【ClickHouse】The Merging and Splitting of Data


theme: channing-cyan

This article is an exclusive signed article first published on the Juejin Technology Community. Reproduction is prohibited within 30 days, and reproduction without authorization is prohibited after 30 days. All infringements will be prosecuted!

In the previous article [ClickHouse] Updating and Deleting Data via Happy Match: Is This Really the Solution?, we looked at partitioning (Partition) in MergeTree

Partitioning

Let's use a courier pickup station as an analogy

Courier packages are stacked on shelves according to specific classification and sorting rules

There is a Cainiao Station right downstairs from my home

There are several shelves inside, each marked with a number indicating which shelf it is

Each shelf has multiple layers, and each layer also has its own number

Goods are stacked on each layer following the rule of placing smaller items on top and larger items below

Partitioning in MergeTree works similarly: it stores data in different files according to certain rules

We can specify the partition key with partition by when creating the table

create table express_delivery
(
    id           String comment 'ID',
    type         Int8 comment 'Size: 1=small, 2=medium, 3=large',
    consignor    String comment 'Consignor',
    consignee    String comment 'Consignee',
    phone        String comment 'Phone number',
    storage_time DateTime comment 'Warehousing time'

) engine = MergeTree()
order by storage_time
partition by (toInt64(phone) % 3 + 1, type)
comment ‘Courier station with only 3 shelves’;

We create a table to store courier information (other fields are omitted)

Assume our courier station only has 3 shelves

We first use the remainder of the phone number modulo 3 to determine the shelf number

Then we determine the layer number based on whether the package is small, medium, or large

Finally, we sort by the warehousing time

(This is just an assumption, not an actual production algorithm)

Therefore, our partition key can be defined as partition by (toInt64(phone) % 3 + 1, type)

Now a new package has arrived

/* Mr.
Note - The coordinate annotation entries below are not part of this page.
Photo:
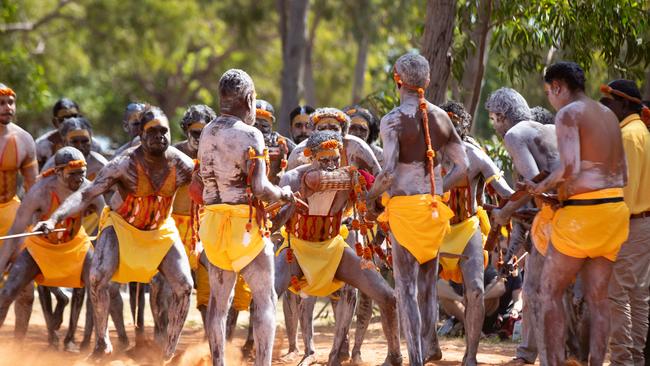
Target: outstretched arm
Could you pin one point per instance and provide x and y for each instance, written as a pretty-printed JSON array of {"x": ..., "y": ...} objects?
[
  {"x": 568, "y": 143},
  {"x": 524, "y": 162},
  {"x": 363, "y": 155},
  {"x": 79, "y": 200},
  {"x": 30, "y": 207},
  {"x": 493, "y": 175},
  {"x": 291, "y": 179},
  {"x": 261, "y": 186},
  {"x": 29, "y": 166},
  {"x": 390, "y": 138},
  {"x": 454, "y": 151}
]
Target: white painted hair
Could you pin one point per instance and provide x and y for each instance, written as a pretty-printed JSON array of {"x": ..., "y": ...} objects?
[
  {"x": 510, "y": 103},
  {"x": 413, "y": 69}
]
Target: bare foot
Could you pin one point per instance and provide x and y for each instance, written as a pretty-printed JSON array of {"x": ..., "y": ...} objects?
[
  {"x": 71, "y": 346},
  {"x": 247, "y": 349},
  {"x": 393, "y": 360},
  {"x": 356, "y": 359},
  {"x": 292, "y": 355},
  {"x": 518, "y": 362},
  {"x": 101, "y": 351},
  {"x": 436, "y": 355},
  {"x": 308, "y": 360}
]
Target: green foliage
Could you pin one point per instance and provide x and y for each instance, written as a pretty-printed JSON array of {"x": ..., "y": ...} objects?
[
  {"x": 495, "y": 150},
  {"x": 106, "y": 53}
]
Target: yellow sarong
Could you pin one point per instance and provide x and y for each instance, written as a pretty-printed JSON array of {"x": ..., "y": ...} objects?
[
  {"x": 183, "y": 223},
  {"x": 243, "y": 295},
  {"x": 202, "y": 286},
  {"x": 318, "y": 261},
  {"x": 224, "y": 237},
  {"x": 90, "y": 222},
  {"x": 141, "y": 251},
  {"x": 542, "y": 227},
  {"x": 456, "y": 241},
  {"x": 61, "y": 265},
  {"x": 412, "y": 222},
  {"x": 7, "y": 215},
  {"x": 591, "y": 231}
]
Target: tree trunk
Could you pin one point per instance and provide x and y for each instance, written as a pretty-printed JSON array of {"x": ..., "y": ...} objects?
[
  {"x": 309, "y": 84},
  {"x": 360, "y": 68},
  {"x": 646, "y": 88},
  {"x": 438, "y": 34},
  {"x": 293, "y": 56},
  {"x": 475, "y": 62}
]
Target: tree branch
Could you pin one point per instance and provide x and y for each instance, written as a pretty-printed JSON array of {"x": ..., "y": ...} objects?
[{"x": 30, "y": 26}]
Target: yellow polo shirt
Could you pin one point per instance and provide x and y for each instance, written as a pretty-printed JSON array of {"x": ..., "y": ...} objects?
[{"x": 636, "y": 142}]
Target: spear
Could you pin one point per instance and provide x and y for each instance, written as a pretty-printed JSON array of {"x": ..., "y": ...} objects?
[{"x": 22, "y": 235}]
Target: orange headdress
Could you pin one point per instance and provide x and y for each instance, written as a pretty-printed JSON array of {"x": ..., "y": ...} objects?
[{"x": 608, "y": 91}]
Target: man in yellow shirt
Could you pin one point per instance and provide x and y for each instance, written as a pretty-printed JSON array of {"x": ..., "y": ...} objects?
[{"x": 628, "y": 287}]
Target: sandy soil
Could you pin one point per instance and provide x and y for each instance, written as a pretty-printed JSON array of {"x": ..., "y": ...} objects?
[{"x": 193, "y": 350}]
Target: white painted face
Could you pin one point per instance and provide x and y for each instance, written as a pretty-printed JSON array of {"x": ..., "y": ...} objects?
[
  {"x": 552, "y": 92},
  {"x": 250, "y": 116},
  {"x": 499, "y": 122}
]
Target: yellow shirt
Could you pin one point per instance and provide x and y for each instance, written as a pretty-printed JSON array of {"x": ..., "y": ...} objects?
[{"x": 636, "y": 142}]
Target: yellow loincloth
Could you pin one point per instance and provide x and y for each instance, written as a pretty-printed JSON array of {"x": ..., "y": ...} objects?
[
  {"x": 141, "y": 251},
  {"x": 222, "y": 232},
  {"x": 456, "y": 241},
  {"x": 90, "y": 222},
  {"x": 202, "y": 286},
  {"x": 591, "y": 231},
  {"x": 61, "y": 265},
  {"x": 542, "y": 227},
  {"x": 7, "y": 215},
  {"x": 183, "y": 223},
  {"x": 243, "y": 295},
  {"x": 413, "y": 225},
  {"x": 318, "y": 262}
]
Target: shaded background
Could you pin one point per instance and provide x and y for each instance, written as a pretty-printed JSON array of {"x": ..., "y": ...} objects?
[{"x": 105, "y": 53}]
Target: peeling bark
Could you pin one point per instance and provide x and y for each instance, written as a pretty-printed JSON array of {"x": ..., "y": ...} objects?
[{"x": 438, "y": 34}]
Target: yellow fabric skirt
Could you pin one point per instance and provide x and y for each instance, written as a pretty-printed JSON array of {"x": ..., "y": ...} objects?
[
  {"x": 141, "y": 251},
  {"x": 90, "y": 223},
  {"x": 542, "y": 227},
  {"x": 61, "y": 265},
  {"x": 318, "y": 262},
  {"x": 412, "y": 222},
  {"x": 591, "y": 231},
  {"x": 7, "y": 215},
  {"x": 224, "y": 237},
  {"x": 243, "y": 295},
  {"x": 202, "y": 286},
  {"x": 183, "y": 224},
  {"x": 456, "y": 241}
]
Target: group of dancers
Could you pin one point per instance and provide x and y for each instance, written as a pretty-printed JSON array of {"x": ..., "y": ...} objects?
[{"x": 245, "y": 216}]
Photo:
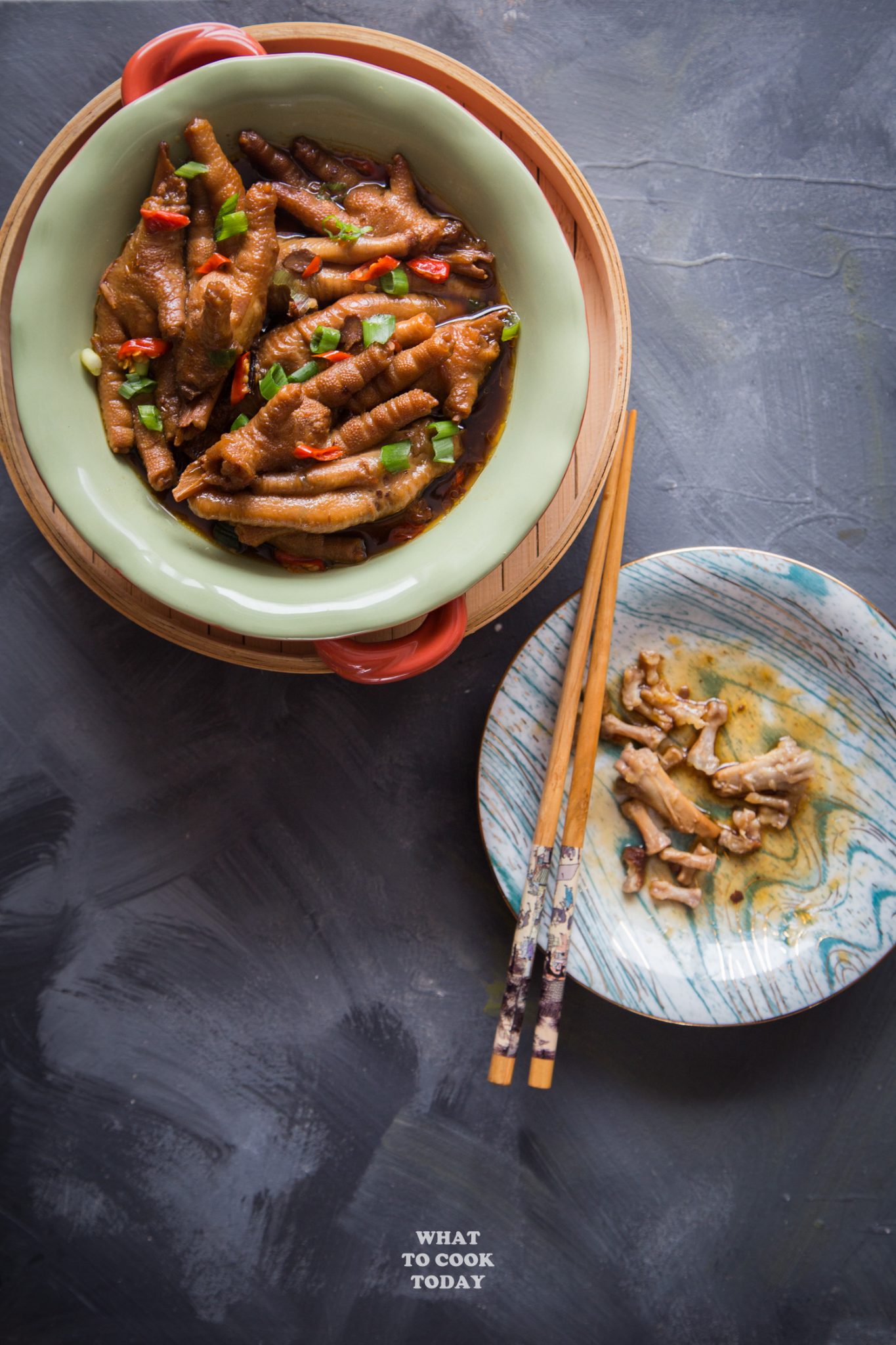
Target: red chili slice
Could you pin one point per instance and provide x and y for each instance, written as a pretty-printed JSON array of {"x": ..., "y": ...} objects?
[
  {"x": 377, "y": 268},
  {"x": 163, "y": 221},
  {"x": 297, "y": 563},
  {"x": 142, "y": 347},
  {"x": 240, "y": 386},
  {"x": 213, "y": 264},
  {"x": 431, "y": 268},
  {"x": 326, "y": 454}
]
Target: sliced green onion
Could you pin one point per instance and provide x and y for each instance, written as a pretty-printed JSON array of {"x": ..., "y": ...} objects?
[
  {"x": 132, "y": 386},
  {"x": 307, "y": 372},
  {"x": 92, "y": 362},
  {"x": 442, "y": 430},
  {"x": 444, "y": 450},
  {"x": 324, "y": 340},
  {"x": 394, "y": 282},
  {"x": 272, "y": 382},
  {"x": 191, "y": 170},
  {"x": 396, "y": 456},
  {"x": 345, "y": 232},
  {"x": 378, "y": 328},
  {"x": 151, "y": 417},
  {"x": 234, "y": 223},
  {"x": 222, "y": 358},
  {"x": 226, "y": 536}
]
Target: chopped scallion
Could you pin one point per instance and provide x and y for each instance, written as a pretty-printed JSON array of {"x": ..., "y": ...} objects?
[
  {"x": 394, "y": 282},
  {"x": 191, "y": 169},
  {"x": 272, "y": 382},
  {"x": 345, "y": 232},
  {"x": 378, "y": 328},
  {"x": 135, "y": 385},
  {"x": 151, "y": 418},
  {"x": 307, "y": 372},
  {"x": 396, "y": 456},
  {"x": 324, "y": 340},
  {"x": 233, "y": 223}
]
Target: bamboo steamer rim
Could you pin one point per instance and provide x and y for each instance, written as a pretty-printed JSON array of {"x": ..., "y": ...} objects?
[{"x": 601, "y": 273}]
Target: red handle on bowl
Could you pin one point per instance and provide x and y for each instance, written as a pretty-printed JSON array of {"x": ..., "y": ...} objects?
[
  {"x": 394, "y": 661},
  {"x": 179, "y": 50},
  {"x": 164, "y": 58}
]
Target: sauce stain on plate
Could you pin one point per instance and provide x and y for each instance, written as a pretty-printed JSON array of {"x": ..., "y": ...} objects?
[{"x": 793, "y": 653}]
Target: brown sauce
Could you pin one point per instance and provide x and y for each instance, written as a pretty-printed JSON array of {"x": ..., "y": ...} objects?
[{"x": 481, "y": 428}]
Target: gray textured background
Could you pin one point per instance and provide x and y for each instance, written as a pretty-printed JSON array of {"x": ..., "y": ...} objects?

A has a small package */
insert into express_delivery(id, type, consignor, consignee, phone, storage_time)
values ('0001', 1, 'A先生', 'F先生', '18312340001', now());

Let's check the partition information

SELECT partition, name, rows, active FROM system.parts WHERE table = 'express_delivery';

We can get the following result:

partition name rows active
(3,1) 3-1_1_1_0 1 1

Among these, partition=(3,1) is the partition where the first record resides

Now two more packages have arrived

/* Mr. B has a small package */
insert into express_delivery(id, type, consignor, consignee, phone, storage_time)
values ('0002', 1, 'B先生', 'F先生', '18312340002', now());

/* Mr. A has a large package */
insert into express_delivery(id, type, consignor, consignee, phone, storage_time)
values (‘0003’, 3, ‘A先生’, ‘F先生’, ‘18312340001’, now());

Let's look at the current partitions

partition name rows active
(1,1) 1-1_2_2_0 1 1
(3,1) 3-1_1_1_0 1 1
(3,3) 3-3_3_3_0 1 1

The (1,1) partition holds Mr. B's small package

The (3,3) partition holds Mr. A's large package

Ding! Mr. A received a text message (just kidding):

【CK Station】 Pick up your packages at express_delivery with pickup codes 3-1-0001 and 3-3-0003.

When we query data, if the query meets certain conditions, we can directly locate and read the corresponding data file

Just like when you pick up a package, you can directly lock onto the correct shelf and layer using your pickup code

Merging

Recently, Mr. A has been shopping online frequently, so two more packages have arrived

/* Mr. A has a medium package */
insert into express_delivery(id, type, consignor, consignee, phone, storage_time)
values ('0004', 2, 'A先生', 'F先生', '18312340001', now());

/* Mr. A has a medium package */
insert into express_delivery(id, type, consignor, consignee, phone, storage_time)
values (‘0005’, 2, ‘A先生’, ‘F先生’, ‘18312340001’, now());

Let's check the current partitions (older partitions are not shown here)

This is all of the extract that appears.